In a paper entitled "Sequential Color Recapture and Dynamic Filtering: A Method of Scrolling Color" authored by D. Scott Dewald, Steven M. Penn and Michael Davis of Texas Instruments, an innovative approach to increasing the efficiency of a single modulator display is described.
"The current DLP single-panel technology has only one color present on the surface of the DMD, meaning that, at any one time, one third of the light is used while two thirds of the light is wasted," said Scott Dewald of TI's DLPTM Products division, who delivered the paper at the conference. "Sequential Color Recapture - SCR - is a technology that allows all three colors to be present simultaneously, such that a single panel DLP system can now be as efficient as - potentially more efficient than - a three panel system, but without the additional parts, size, weight and expense of three panel systems."

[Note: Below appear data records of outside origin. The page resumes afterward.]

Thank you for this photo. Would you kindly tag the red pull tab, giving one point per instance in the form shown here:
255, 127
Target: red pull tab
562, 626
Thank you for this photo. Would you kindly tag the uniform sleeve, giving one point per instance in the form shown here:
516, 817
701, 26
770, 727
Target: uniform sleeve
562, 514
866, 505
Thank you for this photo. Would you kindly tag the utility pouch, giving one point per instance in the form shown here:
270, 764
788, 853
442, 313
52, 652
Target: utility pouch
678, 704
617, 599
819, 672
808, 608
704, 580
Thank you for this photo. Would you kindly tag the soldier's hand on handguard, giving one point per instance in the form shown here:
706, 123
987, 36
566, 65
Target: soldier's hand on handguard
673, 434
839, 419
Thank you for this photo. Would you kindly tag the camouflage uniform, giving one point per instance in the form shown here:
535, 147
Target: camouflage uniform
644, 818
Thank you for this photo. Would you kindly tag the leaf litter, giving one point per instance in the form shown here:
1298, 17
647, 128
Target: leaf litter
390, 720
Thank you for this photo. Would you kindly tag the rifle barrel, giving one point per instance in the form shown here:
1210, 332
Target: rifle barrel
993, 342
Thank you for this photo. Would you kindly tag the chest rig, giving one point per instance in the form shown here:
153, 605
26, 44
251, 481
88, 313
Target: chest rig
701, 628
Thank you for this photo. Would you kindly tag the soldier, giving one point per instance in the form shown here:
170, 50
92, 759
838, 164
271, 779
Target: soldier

"Although many solutions have been proposed to the challenge of maximizing the efficiency of single modulator displays," he continued, "all have exhibited a high degree of mechanical complexity which would make manufacturability a real issue. One of the key virtues of SCR is its simplicity: it is no more complex than what we have today, requiring no additional moving parts."
The implementation of SCR technology requires a change to the color wheel and light integrating element currently employed in single-DMD DLPTM subsystems, together with changes in the DMD and the drive electronics. The optical capability of SCR has been made possible by advances in dichroic and metal thin-film technologies, the most important of these being the photolithographic patterning of dichroic coatings. The SCR color wheel is created from RGB dichroic coatings arranged in a "spiral of Archimedes" pattern.
"This is a tremendously exciting development for DLP technology," said Dennis Fritsche, Manager for Business Products at TI's DLPTM Products Division. "It has been a continuing goal to not only increase brightness, but also to increase color saturation - and SCR allows us to do both. On a panel-to-panel basis, DLP technology has always out-performed competing technologies. With this invention, we can now, in all respects, match three-panel modulators with a single DMD, but in the small, lightweight projectors that DLPTM technology uniquely enables because of its high speed and digitally consistent mirror technology. We are now investigating implementation plans and schedules to bring this revolutionary advancement to the market place."
Today, TI supplies DLPTM subsystems to more than thirty of the world's top projector manufacturers, who then design, manufacture and market projectors based on DLPTM technology. There are now over fifty products based on DLPTM technology in the market. Since early 1996, over 750,000 DLPTM subsystems have been shipped. Over the past four years, DLPTM technology-based projectors have consistently won some of the audio-visual industry's most prestigious awards, including, in June 1998, an Emmy Award from the Academy of Television Arts & Sciences.
At the heart of TI's Digital Light ProcessingTM technology is the Digital Micromirror Device optical semiconductor chip. The DMD switch has an array of up to 1,310,000 hinged, microscopic mirrors which operate as optical switches to create a high resolution, full color image.
Texas Instruments Incorporated is the world leader in digital signal processing and analog technologies, the semiconductor engines of the Internet age. The company's businesses also include sensors and controls, and educational and productivity solutions. TI is headquartered in Dallas, Texas and has manufacturing or sales operations in more than 25 countries.